Overview of the First Natural Language Processing Challenge for Extracting Medication, Indication, and Adverse Drug Events from Electronic Health Record Notes (MADE 1.0)

There is no author summary for this article yet. Authors can add summaries to their articles on ScienceOpen to make them more accessible to a non-specialist audience.

Abstract

This work describes the MADE 1.0 corpus and provides an overview of the MADE 2018 challenge for Extracting Medication, Indication and Adverse Drug Events from Electronic Health Record Notes. The goal of MADE is to provide a set of common evaluation tasks to assess the state of the art for NLP systems applied to electronic health records (EHRs) supporting drug safety surveillance and pharmacovigilance. We also provide benchmarks on the MADE dataset using the system submissions received in MADE 2018 challenge. The MADE 1.0 challenge has released an expert-annotated cohort of medication and adverse drug event information, comprised of 1,089 fully de-identified longitudinal EHR notes from 21 randomly selected cancer patients at the University of Massachusetts Memorial Hospital. Using this cohort as a benchmark, the MADE 1.0 challenge designed three shared NLP tasks. The named entity recognition (NER) task identifies medications and their attributes (dosage, route, duration, and frequency), indications, adverse drug events (ADEs) and severity. The relation identification (RI) task identifies relations between the named entities: medication-indication, medication-ADE, and attribute relations.
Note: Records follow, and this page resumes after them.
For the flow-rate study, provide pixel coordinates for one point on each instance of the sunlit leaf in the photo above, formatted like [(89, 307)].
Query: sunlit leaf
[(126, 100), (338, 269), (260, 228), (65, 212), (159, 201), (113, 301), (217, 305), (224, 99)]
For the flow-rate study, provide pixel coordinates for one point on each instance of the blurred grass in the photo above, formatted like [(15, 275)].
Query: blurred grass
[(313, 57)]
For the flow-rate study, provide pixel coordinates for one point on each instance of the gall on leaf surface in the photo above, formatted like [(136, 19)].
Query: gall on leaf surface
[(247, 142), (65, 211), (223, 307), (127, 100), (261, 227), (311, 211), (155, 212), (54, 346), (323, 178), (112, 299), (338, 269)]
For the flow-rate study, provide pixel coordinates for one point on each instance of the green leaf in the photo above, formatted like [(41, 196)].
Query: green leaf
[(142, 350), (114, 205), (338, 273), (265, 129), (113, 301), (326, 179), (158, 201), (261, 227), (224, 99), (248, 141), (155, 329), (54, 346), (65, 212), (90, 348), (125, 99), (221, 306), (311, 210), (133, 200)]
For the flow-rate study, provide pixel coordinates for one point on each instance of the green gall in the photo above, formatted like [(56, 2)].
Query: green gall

The third shared task (NER-RI) evaluates NLP models that perform the NER and RI tasks jointly. Eleven teams from four countries participated in at least one of the three shared tasks and forty-one system submissions were received in total. The best systems f-scores for NER, RI, and NER-RI are 0.82, 0.86, and 0.61 respectively. Ensemble classifiers using the team submissions improved the performance further, with an f-score of 0.85, 0.87 and 0.66 for the three tasks respectively MADE results show that recent progress in NLP has led to remarkable improvements in NER and RI tasks for the clinical domain. However, there is still some room for improvement, particularly in the NER-RI task.